The guideways are being erected on land that could eventually be occupied by 11,750 homes as part of D.R. Horton's Hoopili project. Three-foot-high sound barriers attached to the sides of the guideway are supposed to keep things quiet for future residents who will live next to the rail line.
"It's called continuous welded rail, so there is no clickety clack that you hear," said Dan Grabauskas, executive director and CEO of the Honolulu Authority for Rapid Transportation, which is tasked
with building the rail project. "The quickest way that I've been able to describe it to folks is it's going to be quieter then the buses going down the city streets."
The 20-mile rail line is scheduled to begin full operations in March 2019, and when it does, Mayor Kirk Caldwell said some city bus routes like the Makaha Express will be eliminated. City officials say there's no need to provide both rail and bus service on Oahu's main east-west corridor along the H1 Freeway.

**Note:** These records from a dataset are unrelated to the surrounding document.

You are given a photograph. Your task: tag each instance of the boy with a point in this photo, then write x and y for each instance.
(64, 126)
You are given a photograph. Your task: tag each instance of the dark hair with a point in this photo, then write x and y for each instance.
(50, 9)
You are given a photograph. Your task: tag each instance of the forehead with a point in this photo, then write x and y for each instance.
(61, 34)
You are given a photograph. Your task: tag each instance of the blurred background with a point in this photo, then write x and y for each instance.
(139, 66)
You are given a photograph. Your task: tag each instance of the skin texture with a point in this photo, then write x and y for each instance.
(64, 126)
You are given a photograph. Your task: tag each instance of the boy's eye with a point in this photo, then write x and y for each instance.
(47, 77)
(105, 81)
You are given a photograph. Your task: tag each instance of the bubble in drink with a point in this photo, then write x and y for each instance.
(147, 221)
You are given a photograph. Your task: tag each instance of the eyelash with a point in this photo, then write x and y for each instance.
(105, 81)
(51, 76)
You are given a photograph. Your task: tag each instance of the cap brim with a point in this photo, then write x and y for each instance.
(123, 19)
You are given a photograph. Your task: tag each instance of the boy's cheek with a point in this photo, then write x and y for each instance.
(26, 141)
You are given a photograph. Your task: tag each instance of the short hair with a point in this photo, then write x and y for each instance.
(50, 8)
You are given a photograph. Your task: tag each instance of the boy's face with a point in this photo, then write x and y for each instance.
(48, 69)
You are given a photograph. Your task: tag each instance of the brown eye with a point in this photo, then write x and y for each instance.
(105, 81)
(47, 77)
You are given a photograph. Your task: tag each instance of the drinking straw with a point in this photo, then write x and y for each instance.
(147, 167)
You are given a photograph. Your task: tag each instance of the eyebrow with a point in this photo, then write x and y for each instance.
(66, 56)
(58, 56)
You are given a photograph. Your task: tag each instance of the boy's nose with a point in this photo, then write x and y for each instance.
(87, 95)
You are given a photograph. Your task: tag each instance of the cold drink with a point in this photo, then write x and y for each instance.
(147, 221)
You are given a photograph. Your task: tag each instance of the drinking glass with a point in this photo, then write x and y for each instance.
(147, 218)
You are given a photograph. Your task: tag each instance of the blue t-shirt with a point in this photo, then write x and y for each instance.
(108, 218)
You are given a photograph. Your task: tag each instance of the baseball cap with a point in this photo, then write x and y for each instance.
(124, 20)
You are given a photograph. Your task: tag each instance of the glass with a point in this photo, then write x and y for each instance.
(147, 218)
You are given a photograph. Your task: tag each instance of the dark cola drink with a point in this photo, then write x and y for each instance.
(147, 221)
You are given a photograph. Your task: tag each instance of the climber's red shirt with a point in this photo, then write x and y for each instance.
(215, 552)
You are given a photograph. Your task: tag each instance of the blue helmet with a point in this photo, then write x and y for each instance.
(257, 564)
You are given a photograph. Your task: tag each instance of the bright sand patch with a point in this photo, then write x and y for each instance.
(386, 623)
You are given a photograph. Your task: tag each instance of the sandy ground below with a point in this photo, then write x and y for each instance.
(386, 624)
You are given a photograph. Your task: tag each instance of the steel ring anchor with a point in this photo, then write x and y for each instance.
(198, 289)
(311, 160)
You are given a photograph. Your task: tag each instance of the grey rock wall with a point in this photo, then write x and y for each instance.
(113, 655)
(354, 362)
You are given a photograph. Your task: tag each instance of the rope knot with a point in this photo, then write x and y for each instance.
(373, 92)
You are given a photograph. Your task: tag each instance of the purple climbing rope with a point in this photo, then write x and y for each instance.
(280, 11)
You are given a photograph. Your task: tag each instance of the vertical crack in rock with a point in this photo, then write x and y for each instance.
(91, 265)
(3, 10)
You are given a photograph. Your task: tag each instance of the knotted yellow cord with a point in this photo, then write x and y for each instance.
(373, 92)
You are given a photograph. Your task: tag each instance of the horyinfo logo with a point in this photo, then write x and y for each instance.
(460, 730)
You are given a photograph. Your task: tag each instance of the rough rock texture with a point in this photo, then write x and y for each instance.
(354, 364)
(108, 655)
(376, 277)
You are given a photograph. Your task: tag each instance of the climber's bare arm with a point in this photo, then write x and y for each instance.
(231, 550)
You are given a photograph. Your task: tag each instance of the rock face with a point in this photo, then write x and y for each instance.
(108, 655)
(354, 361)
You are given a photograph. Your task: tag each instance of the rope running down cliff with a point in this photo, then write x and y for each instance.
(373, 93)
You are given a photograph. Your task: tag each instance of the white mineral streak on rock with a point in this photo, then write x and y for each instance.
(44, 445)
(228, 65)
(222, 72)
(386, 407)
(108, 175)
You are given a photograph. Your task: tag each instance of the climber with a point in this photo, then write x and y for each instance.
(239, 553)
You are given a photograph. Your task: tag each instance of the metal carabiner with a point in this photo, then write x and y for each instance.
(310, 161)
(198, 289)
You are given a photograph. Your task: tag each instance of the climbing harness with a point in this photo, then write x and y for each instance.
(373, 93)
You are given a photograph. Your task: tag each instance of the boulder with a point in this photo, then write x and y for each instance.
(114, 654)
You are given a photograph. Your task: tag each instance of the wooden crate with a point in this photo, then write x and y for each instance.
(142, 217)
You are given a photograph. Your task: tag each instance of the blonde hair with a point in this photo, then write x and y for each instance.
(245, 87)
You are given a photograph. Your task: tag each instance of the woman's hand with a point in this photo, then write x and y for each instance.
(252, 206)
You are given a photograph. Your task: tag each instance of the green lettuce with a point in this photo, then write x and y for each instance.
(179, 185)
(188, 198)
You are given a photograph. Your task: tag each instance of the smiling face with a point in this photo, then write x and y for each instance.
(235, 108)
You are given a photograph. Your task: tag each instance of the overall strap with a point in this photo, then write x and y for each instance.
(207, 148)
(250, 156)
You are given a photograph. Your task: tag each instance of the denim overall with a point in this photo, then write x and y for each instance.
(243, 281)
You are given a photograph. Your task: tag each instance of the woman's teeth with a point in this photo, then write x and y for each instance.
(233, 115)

"We'll take those buses and use them in other areas to bring people to the rail station," said Caldwell. "It's going to be quicker because from here, from the Kroc Center to the Ala Moana Shopping Center, is about 42 minutes."
The first 10 miles of the rail system from East Kapolei to Aloha Stadium should be up and running in 2017. When the entire project goes online two years later, operation and maintenance costs are expected to reach about $100 million per year.
However the mayor says a multimodal system that includes both rail and city buses should keep operation and maintenance cost from escalating.
"A merged bus and rail system, which is going on right now ... should actually bring down the overall costs," said Caldwell.
Meanwhile, the mayor is already talking to state lawmakers about extending a half percent general excise tax surcharge on Oahu that would allow rail to reach Kapolei's city center, as well as the University of Hawaii.
"This is something (that) was talked about and actually has been designed into the system," said Caldwell. "Instead of winding down and stopping, and 10 years later saying, 'Hey let's extend the segment,' I think we should start talking now about continuing the segment up to UH."
Grabauskas said 1,400 people are directly employed as a result of the rail project, but that number is expected to grow to 4,000 in 2015 and 2016 when construction reaches the airport and downtown Honolulu. Wilhelm said Kiewit is employing 400 rail workers and 80 to 85 percent of them are locals.
According to the rail project's April progress report, construction costs could escalate because a change in rail station designs could affect the guideway. The probability of that risk coming to fruition was rated at 90 percent, but HART says it's just a snapshot in time.
"We identify those potential risks ... so we can either eliminate them, mitigate them or we have to deal with them," said Grabauskas.